Many people don’t know where to turn for information on end-of-life planning. Also, the truth is that people do not often like to talk about death and dying. Young people, especially, feel as if death is something that is far away – which hopefully it is for them. However, planning for the end of life now helps to ensure that people get the care they want down the road.

That’s why I urge all health care professionals to help bridge this gap by educating patients about the importance of advance care planning and guiding them through the process.

How can health care providers help educate younger people about the importance of having this type of documentation in place?

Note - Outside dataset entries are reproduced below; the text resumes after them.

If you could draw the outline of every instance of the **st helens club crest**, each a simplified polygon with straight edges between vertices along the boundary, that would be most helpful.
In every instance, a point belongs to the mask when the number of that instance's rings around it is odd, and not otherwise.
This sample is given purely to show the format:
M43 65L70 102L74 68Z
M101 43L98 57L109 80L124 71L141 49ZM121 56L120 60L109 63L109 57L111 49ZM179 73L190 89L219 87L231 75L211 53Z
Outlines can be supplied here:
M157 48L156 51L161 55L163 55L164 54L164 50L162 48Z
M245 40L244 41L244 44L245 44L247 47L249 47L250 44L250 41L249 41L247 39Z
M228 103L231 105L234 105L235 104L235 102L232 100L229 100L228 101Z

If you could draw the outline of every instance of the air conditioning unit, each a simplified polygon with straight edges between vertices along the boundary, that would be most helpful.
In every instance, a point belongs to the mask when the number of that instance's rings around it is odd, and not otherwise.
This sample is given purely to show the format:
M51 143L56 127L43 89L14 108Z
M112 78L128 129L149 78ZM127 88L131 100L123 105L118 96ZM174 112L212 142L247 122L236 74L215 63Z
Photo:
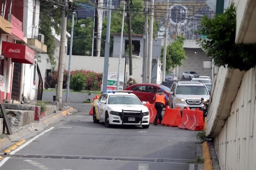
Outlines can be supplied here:
M37 36L37 40L42 42L42 44L43 44L43 41L44 39L45 36L41 34L38 34L38 36Z

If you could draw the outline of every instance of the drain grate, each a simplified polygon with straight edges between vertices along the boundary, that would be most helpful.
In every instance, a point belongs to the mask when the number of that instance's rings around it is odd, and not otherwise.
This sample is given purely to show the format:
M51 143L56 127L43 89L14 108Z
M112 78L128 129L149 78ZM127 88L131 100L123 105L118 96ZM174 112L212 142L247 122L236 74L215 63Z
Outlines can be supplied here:
M158 162L162 163L189 163L194 160L176 159L164 159L147 158L129 158L122 157L103 157L82 156L71 156L47 155L22 154L16 154L13 155L5 155L3 157L11 157L13 158L46 158L75 159L87 159L93 160L106 160L138 162Z

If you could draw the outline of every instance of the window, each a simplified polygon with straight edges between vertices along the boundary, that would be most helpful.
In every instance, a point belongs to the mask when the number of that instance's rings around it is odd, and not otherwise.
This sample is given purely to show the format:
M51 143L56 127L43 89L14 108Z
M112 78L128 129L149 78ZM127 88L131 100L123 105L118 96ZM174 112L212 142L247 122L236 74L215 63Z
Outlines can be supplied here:
M197 73L196 72L195 72L194 71L190 71L189 73L190 74L197 74Z
M148 92L151 93L156 93L157 91L159 89L159 88L154 86L148 86Z
M177 95L207 95L208 92L204 86L179 86L177 87Z
M133 91L142 91L145 92L146 92L146 86L136 86L132 88L131 90Z
M0 75L3 75L3 65L4 60L0 60Z
M174 90L175 89L175 88L176 88L176 85L175 84L174 84L173 86L173 87L171 88L171 91L173 92L174 93Z
M210 80L198 80L198 79L194 79L192 80L191 81L192 82L199 82L202 83L210 83Z
M137 97L130 95L110 95L107 103L109 104L141 105L140 101Z

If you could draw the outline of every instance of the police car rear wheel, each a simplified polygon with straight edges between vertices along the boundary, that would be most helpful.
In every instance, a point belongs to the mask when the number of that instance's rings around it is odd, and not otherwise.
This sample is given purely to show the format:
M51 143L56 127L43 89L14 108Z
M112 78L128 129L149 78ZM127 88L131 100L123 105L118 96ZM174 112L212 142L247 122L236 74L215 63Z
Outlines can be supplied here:
M97 119L96 117L96 112L95 111L95 108L93 108L93 123L98 123L99 122L99 120Z
M105 116L105 126L106 128L110 128L111 125L109 124L109 114L106 113Z
M144 129L147 129L149 127L149 125L142 125L142 127Z

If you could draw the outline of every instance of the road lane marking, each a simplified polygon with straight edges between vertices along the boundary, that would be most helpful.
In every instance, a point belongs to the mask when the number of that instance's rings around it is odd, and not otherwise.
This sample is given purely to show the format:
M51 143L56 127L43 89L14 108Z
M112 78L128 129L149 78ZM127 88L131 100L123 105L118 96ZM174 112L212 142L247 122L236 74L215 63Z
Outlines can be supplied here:
M0 167L2 166L10 158L11 158L10 157L6 157L6 158L5 158L1 160L1 162L0 162Z
M51 128L50 128L49 129L47 129L47 130L45 130L43 132L42 132L39 134L37 135L36 136L35 136L34 137L31 139L30 139L30 140L29 140L29 141L27 142L26 143L25 143L24 144L21 145L20 147L18 147L18 148L17 148L15 150L14 150L12 152L11 152L11 153L10 153L10 155L13 155L13 154L14 154L16 152L17 152L17 151L18 151L19 150L21 150L21 149L22 149L25 147L27 145L31 143L31 142L33 142L33 141L34 141L36 139L37 139L39 137L41 136L42 136L42 135L45 134L47 132L51 130L52 129L53 129L54 128L54 127L52 127Z
M148 170L149 167L148 164L139 164L138 170Z
M195 164L189 164L189 170L195 170Z
M26 162L29 163L32 165L33 165L36 167L37 167L38 168L42 170L51 170L51 169L49 168L47 168L46 166L40 164L40 163L36 162L35 161L32 160L30 159L26 159L23 161L25 162Z

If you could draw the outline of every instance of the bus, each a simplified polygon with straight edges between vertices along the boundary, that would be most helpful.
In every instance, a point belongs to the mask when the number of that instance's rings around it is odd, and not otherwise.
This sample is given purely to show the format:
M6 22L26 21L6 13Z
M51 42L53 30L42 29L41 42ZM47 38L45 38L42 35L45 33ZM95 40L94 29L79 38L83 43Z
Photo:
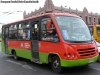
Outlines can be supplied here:
M79 16L69 13L45 13L3 25L2 52L14 59L51 64L55 73L98 59L88 26Z
M89 25L89 29L97 42L100 42L100 25Z

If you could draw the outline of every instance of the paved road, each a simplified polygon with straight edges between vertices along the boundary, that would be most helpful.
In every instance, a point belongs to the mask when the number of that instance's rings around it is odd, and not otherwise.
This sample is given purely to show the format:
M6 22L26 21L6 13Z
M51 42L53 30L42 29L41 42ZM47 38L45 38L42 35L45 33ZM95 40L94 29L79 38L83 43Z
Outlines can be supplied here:
M26 59L14 60L0 51L0 75L59 75L52 71L50 65L39 65ZM60 75L100 75L100 63L87 67L66 68Z

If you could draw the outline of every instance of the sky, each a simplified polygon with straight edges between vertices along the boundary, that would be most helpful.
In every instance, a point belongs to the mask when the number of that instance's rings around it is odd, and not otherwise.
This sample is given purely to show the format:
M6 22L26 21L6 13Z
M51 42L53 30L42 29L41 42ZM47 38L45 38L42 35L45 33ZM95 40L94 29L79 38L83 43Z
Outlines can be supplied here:
M10 0L2 0L10 1ZM13 0L14 1L14 0ZM38 0L39 3L0 3L0 29L2 24L23 19L23 11L31 12L43 7L46 0ZM100 0L52 0L55 6L67 6L66 8L83 11L86 7L88 12L100 14ZM1 24L2 23L2 24Z

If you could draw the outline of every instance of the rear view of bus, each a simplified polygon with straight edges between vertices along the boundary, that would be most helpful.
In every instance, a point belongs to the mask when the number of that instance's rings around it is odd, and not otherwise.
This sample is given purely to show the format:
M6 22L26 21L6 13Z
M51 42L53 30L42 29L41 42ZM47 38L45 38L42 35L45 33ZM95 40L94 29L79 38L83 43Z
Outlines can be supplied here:
M60 73L62 67L84 66L96 62L98 49L85 22L73 15L56 15L55 25L59 43L52 43L52 69ZM48 23L49 24L49 23Z

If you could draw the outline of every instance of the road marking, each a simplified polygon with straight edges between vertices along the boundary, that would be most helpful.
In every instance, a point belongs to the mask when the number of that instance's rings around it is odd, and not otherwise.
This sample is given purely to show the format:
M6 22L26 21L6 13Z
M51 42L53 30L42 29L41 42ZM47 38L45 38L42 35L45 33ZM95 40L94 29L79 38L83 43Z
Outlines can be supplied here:
M17 64L17 65L22 65L22 64L20 64L18 62L12 61L12 60L6 60L6 61L11 62L11 63L14 63L14 64Z
M11 62L11 63L14 63L14 64L17 64L17 65L20 65L21 67L26 68L26 69L31 69L31 70L37 71L36 69L33 69L29 65L23 65L21 63L18 63L18 62L12 61L12 60L6 60L6 61Z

Health care professionals play a pivotal role in educating patients about the significance of having an advance care plan in place. To effectively do so, here are some tips:

  • Open Conversations: The initial step is to engage patients in conversations about advance care planning. The health care provider-patient relationship is built on trust, and research indicates that 32% of individuals ages 18 to 34 are more likely to consider end-of-life care planning if approached by a trusted health care professional.
  • Training and Skill Enhancement: Health care professionals should feel comfortable discussing end-of-life planning with patients. Training initiatives like the Goals-of-Care Preceptorship Program offered by VITAS are designed to enhance the skills of health care professionals, enabling them to conduct honest, culturally competent conversations with patients.
  • Reflect and Inform: Physicians should encourage patients to reflect on their values and preferences, providing them with the information they need for informed decision-making. Encourage patients to formally document their wishes in writing.
  • Empathetic Engagement: Responding to patients with patience and empathy is crucial during these discussions.
  • Cultural Competency: Keep in mind the cultural traditions and expectations of each patient and how that will play into their end-of-life care. Research shows that younger demographics are more likely to desire treatment in line with their cultural traditions.
  • Ongoing Conversations: Emphasize that advance care planning is not a one-time event. Regularly revisit and update the plan to ensure it aligns with the patient’s evolving needs and values.
  • Family Engagement: Encourage patients to consider their role as caregivers for older loved ones. Helping family members through the planning process or initiating conversations with them can inspire younger family members to create their plans.

What is the role of hospices in that process?

Hospice plays a crucial role in end-of-life care and is not limited to the elderly. Hospice is an option for patients of any age with six months or less to live as confirmed by a physician. That means that young people who are facing a terminal diagnosis can utilize the benefits that hospice has to offer.

When patients create an advance care plan, they document preferences that will be helpful to their health care teams. In hospice settings, the documentation ensures physical, emotional and spiritual needs are met, employing a multidisciplinary team approach. 

Research from NORC at the University of Chicago found that hospice improves clinical outcomes, improves pain control, and reduces physical and emotional distress. Furthermore, hospice helps patients avoid costly, unwanted and burdensome treatments during their last phase of life.